Here are my Intune configurationprofiles, which get successfully deployed to the device:
No the steps I did to find the error:
I have double checked, if the client got the policy and made several reboots, to be sure the configuration is on the client. Well, it is:
Since I know, any password policy or preferred Tenant information will break the experience, I have tripplechecked this and made shure, that no corresponding Policy is in place. I can confirm, there is no device lock policy on the device. To make the things more tricky, the following Eventlogs are empty and can't help me in any way:
To get around the problem, i played with different settings within the Kiosk Profile, my problem didn't disappear. Regardless if i configure the Kiosk Browser or the Edge Browser with Digital/interactive Signage, i still get the windows 11 sign in screen.
@Oliver Kieselbach: Do you have any clue, how to get my configuration out of this mess? Even waiting an entire #membeer, to allow intune replication didn't work :(.
Greetings Michael
Feb 22 2023 08:25 AM
There's currently a known issue in Windows Update KB5022303, which applies to both Windows 10 and Windows 11, where Kiosk device profiles that have auto log on enabled won't auto login. After Autopilot completes provisioning, the device stays on the sign-in screen prompting for credentials. To work around this known issue, you can manually enter the kiosk user credentials with the username kioskUser0
and no password. After entering this username with no password, it should take you to the desktop. There's a fix pending, but no estimated date for the release of the fix at this time.
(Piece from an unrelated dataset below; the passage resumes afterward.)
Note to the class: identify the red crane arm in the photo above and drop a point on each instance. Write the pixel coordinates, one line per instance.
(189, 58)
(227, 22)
https://learn.microsoft.com/en-us/mem/autopilot/known-issues
Have you seen this?
best,
Oliver
Feb 24 2023 06:01 AM
Mar 12 2024 02:31 AM
Apr 11 2024 01:03 AM
Hi,
here is my little workaround tip:
Apr 11 2024 01:09 AM
I actually went away and came back to this with fresh eyes. I managed to get this working WITHOUT any scripts or other setups.
I found that although I did not assign a compliance policy and the default compliance policy that applied did not have any password settings I could see in Intune, as soon as I made a new, empty compliance policy to catch the machine when it enrolled - it worked.
Unfortunately, my experience with Intune has been if it doesn't work today, walk away and try another day and it may work. I can't guarantee this works every time as I only needed to make one kiosk setup.
I have a working Windows 11 kiosk configured by Intune alone.